"Only A Dream" ?

At that point I couldn't understand why my parents, and even Darren and Deidre, had all stopped whatever they were doing and were staring at me, all in stark silence. What had I said that caused such a reaction? My parents happy faces had completely vanished and the twins were now actually paying attention to me.

"What's wrong?" I asked, blankly, momentarily losing my common sense. I could've worded that question much better had I not been so confused at the time. The silence seemed to continue for what felt like hours. What was probably seconds later, my father clearly forced the smile back onto his face.

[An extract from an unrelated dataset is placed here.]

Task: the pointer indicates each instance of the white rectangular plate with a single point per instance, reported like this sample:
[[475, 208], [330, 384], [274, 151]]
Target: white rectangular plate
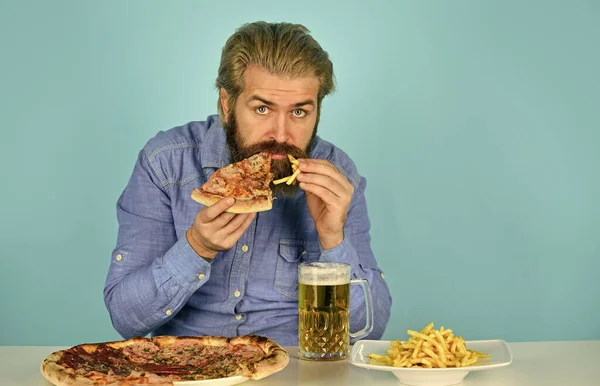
[[501, 356]]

"Nothing is wrong, Doll. Now come on, it's a lovely sunny day outside – why don't you go and play outside with your friends from school?" Whatever had just happened then was clearly something I wasn't going to find out anything more about. My mother also pressured a faint smile back onto her face. After failing to act as well as my father, my mother quickly resigned herself to clearing all the dishes from the table.

I could think of nothing to say that didn't seem prying. I didn't want my parents angry at me and so I too resigned myself. I stood up and flashed a look at Darren and Deidre. They quickly looked away, and to each other – knowingly. Why did they know something I didn't?

As I began to exit the kitchen, my father called me back. I turned round and saw his expressionless face look at me, then look away again. "Forget about your dream. After all, it was only a dream." I nodded towards Daddy after he again looked to me for acknowledgement.

Instead of going outside I walked up to my bedroom quietly and sat on my bed, feeling strangely tired all of a sudden. I thought about what had just happened downstairs. I wasn't stupid and I knew that the chances of me finding out exactly what happened were extremely unlikely. And then I thought that the chances of whatever it was that had happened were of fundamental importance was also unlikely.

After persuading myself that this was indeed the truth, I decided to myself that I wouldn't waste time musing over the whole situation. I knew that Mom and Dad wouldn't purposefully keep a secret from me if there wasn't a point to it. Chances were there probably was no secret. Chances were I had just imagined that whole fiasco…I had had an overactive imagination at the time.

At that point I decided to take my father's advice and go outside, to meet some friends and to forget about the events of this morning. But I wouldn't forget the dream. I couldn't forget the dream. 'Foxworth Hall' was so beautiful. It was the perfect dream. And I promised myself that I would never forget a single detail of the mansion and it's garden as long as I lived. Place's like that only exist in dream and fairy tale, I told myself as I left my bedroom and wandered back down the stairs.

I left the house thinking of that garden and continued to do so as I walked along the street I knew so well. It lead straight to a lovely little scenic park that had once almost been demolished. My mother and father, I remember, had been furious and had organized a protest. And when I saw friends in the park, I then forget about the details of the dream as I used this time to get away from something that now seemed an important to my life – and yet it was something I'd been told to forget.